“Sweden will be a world leading research nation,” said Education Minister Jan Björklund to the TT news agency.
The Swedish Research Council (Vetenskapsrådet) will now be responsible for establishing the programme, with the institutions to receive funding based on the quality of their output.
Björklund explained that it is thanks to the researchers who take high risks that major breakthroughs are possible, and that the current system puts “too much emphasis on publications and citations.”
“If we only award those who succeed we will encourage low risk taking,” he said.
Björklund estimated that by 2016 the funding will be allotted according to this new system.
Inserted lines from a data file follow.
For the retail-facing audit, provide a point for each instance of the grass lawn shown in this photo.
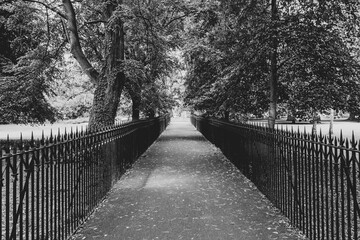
(347, 127)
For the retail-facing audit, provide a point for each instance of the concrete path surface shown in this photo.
(182, 187)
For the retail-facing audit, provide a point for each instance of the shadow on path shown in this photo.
(182, 187)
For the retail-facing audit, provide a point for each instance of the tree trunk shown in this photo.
(331, 131)
(106, 101)
(110, 82)
(352, 116)
(314, 127)
(273, 75)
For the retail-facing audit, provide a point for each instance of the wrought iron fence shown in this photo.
(313, 180)
(50, 186)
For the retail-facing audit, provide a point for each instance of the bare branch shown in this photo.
(57, 11)
(75, 46)
(95, 22)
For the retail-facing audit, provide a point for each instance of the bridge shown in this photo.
(183, 187)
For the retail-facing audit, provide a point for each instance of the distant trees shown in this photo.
(26, 65)
(118, 45)
(298, 53)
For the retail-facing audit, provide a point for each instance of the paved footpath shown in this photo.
(182, 187)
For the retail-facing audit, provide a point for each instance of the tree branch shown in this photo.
(55, 10)
(75, 47)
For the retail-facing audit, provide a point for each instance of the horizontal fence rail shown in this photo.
(313, 180)
(50, 186)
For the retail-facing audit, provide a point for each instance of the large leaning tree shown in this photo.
(117, 43)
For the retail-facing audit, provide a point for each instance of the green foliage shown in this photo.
(27, 66)
(230, 48)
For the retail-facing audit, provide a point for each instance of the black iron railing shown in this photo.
(50, 186)
(313, 180)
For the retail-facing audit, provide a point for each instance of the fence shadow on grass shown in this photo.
(313, 180)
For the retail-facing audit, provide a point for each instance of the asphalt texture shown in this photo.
(183, 187)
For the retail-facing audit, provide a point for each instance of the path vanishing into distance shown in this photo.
(183, 187)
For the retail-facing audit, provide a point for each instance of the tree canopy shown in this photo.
(316, 65)
(241, 57)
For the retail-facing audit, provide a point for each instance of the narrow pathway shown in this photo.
(184, 188)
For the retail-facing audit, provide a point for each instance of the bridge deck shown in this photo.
(184, 188)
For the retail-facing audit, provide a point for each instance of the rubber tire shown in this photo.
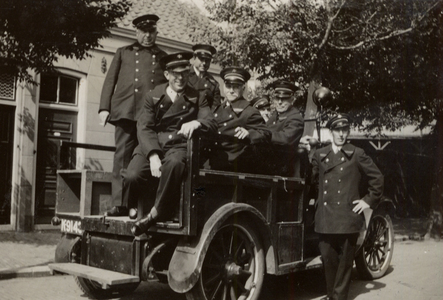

While Eva Åkesson, head Uppsala University, believes that the idea of quality control from foreign colleagues is good, she sees certain disadvantages to the system.
“One thing is that it can be truly time consuming to do research about research. How much time shall we spend studying one another?” she said.
Tobias Krantz, head for education and research at the Confederation of Swedish Enterprise (Svenskt näringsliv) who previously served as Sweden’s Minister for Higher Education and Research, is pleased by the proposition, but also slightly disappointed.
He described Sweden as “truly vulnerable” and referred to the shutting down of the research companies at Sony in Lund and Astra Zeneca in Södertälje as examples.
“What I’m missing is a clear and a little bolder reform agenda to strengthen the Swedish innovation climate,” he said.